After increased awareness soon after the emergence of COVID-19, fewer Americans see plight of people of color.
The COVID-19 pandemic brought the health effects of “systemic racism” to the attention of many White Americans due to the high rate of infections and deaths in communities of color.
Unfortunately, these lessons, deeply ingrained into the lives of people of color in this country, may have been fleeting, based on the findings of a survey released December 9.
The survey, conducted by the RAND Corporation in conjunction with the Robert Wood Johnson Foundation, documented a significant drop in the numbers of those nationally who agreed that people of color felt the health and financial impacts of COVID-19 more acutely than White Americans. In July 2020, 61.1% agreed that people of color have experienced more of a health impact due to the virus and 57.5% acknowledged that they have faced more of the financial burden during the pandemic.
However, less than 18 months later, these numbers fell to 52.7% and 50.3%, respectively, the survey showed.

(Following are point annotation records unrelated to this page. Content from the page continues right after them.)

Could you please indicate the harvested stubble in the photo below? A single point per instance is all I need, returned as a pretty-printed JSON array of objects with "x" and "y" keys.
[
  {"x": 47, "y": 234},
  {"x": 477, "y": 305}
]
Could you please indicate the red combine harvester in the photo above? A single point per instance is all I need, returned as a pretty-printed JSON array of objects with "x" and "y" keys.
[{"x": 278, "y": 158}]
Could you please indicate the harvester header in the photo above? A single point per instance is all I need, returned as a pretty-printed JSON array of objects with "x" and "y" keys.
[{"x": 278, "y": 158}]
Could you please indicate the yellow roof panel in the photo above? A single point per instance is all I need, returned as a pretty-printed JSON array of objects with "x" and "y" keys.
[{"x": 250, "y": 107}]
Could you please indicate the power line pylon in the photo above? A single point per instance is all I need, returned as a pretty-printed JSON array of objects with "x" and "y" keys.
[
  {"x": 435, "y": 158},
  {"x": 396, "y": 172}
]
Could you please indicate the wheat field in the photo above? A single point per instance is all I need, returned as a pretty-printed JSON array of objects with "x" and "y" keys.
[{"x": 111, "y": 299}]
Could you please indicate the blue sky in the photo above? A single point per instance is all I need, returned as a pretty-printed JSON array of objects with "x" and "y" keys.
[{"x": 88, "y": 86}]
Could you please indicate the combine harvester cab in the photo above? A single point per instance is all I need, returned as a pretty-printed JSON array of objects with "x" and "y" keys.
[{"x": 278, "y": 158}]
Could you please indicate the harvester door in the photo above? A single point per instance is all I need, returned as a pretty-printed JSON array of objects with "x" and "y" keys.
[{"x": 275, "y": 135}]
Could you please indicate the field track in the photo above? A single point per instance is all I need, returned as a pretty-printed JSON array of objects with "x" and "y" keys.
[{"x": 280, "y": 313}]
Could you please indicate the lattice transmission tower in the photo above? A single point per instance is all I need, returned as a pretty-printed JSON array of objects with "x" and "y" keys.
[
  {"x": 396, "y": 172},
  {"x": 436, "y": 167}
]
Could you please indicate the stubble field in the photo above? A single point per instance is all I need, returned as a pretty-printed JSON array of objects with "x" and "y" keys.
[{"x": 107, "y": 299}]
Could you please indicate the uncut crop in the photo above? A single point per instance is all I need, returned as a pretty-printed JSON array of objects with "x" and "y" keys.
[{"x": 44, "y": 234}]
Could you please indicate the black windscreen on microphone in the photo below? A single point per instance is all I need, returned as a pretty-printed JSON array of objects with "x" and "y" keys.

“After everything we’ve been through as a society, it’s concerning to see fewer people recognizing racial disparities and the impacts of racism,” Brian Quinn, associate vice president at the Robert Wood Johnson Foundation, said in a press release. “Evidence-based policies, such as ensuring everyone has access to affordable healthcare, making the expanded Child Tax Credit permanent, and timely distribution of rental assistance, can help address the impacts of structural racism and improve health and prosperity. We can also learn from communities across the country that are already working to advance racial and health equity.”
Contagion has covered studies describing the effects of “social determinants of health” on the scope and severity of the COVID-19 pandemic. Still, it appears the mounting data hasn’t led to a long-term changed in perspective, at least if the results of the RAND survey are accurate.
For the survey, RAND researchers polled 2 groups: a general population sample (n=4,000) and a targeted sample that oversampled for people of color and those making less than $125,000 annually. The targeted sample was polled 4 times between July 2020 and September 2021, while the general population sample was interviewed during only the first and final collection waves.
Within the general population surveyed, from July 2020 to September 2021, there was a 3.2% decline in the number of people who agreed that poorer health outcomes, such as higher rates of diabetes and more deaths from COVID-19 among people of color stemmed from systemic racism. By September, nearly 60% of respondents said they did not see systemic racism as an important determinant of these health differences, the survey found. However, perhaps not surprisingly, among the targeted survey population, Black and Latino respondents were more likely than White respondents to recognize the disparate health and economic impacts of COVID-19 on people of color.
Similarly, as of September 2021, 63.8% of respondents indicated they felt that it is harder for Americans with low incomes to access healthcare, while 63.5% agreed that Americans living in rural areas also have reduced access. Conversely, though, 44.4% of respondents felt that Black Americans and 42.4% believed that Hispanic Americans face similar challenges compared with White Americans.
Although 68% of survey respondents still saw the pandemic as a potential driver for positive change as of September, this figure is down from 74.3% in July 2020. Notably, though, given the emergence of the Omicron variant, 63% of people surveyed support sending extra vaccine supplies to other countries, while 60% agree that if the US does not assist in fighting the spread of COVID-19 globally, the country is at greater risk.
“We conducted this survey because we wanted to see whether living through a once-in-a-century global pandemic would spur a shift in deep-seated perspectives and attitudes around health, systemic racism, and equity,” Anita Chandra, vice president and senior policy researcher at RAND Corporation, said in a press release. “We found that views around race and racism appear to be extremely entrenched. Moving forward, policies and actions that seek to address these issues must factor in where the public is and what needs to happen for these sentiments to evolve.”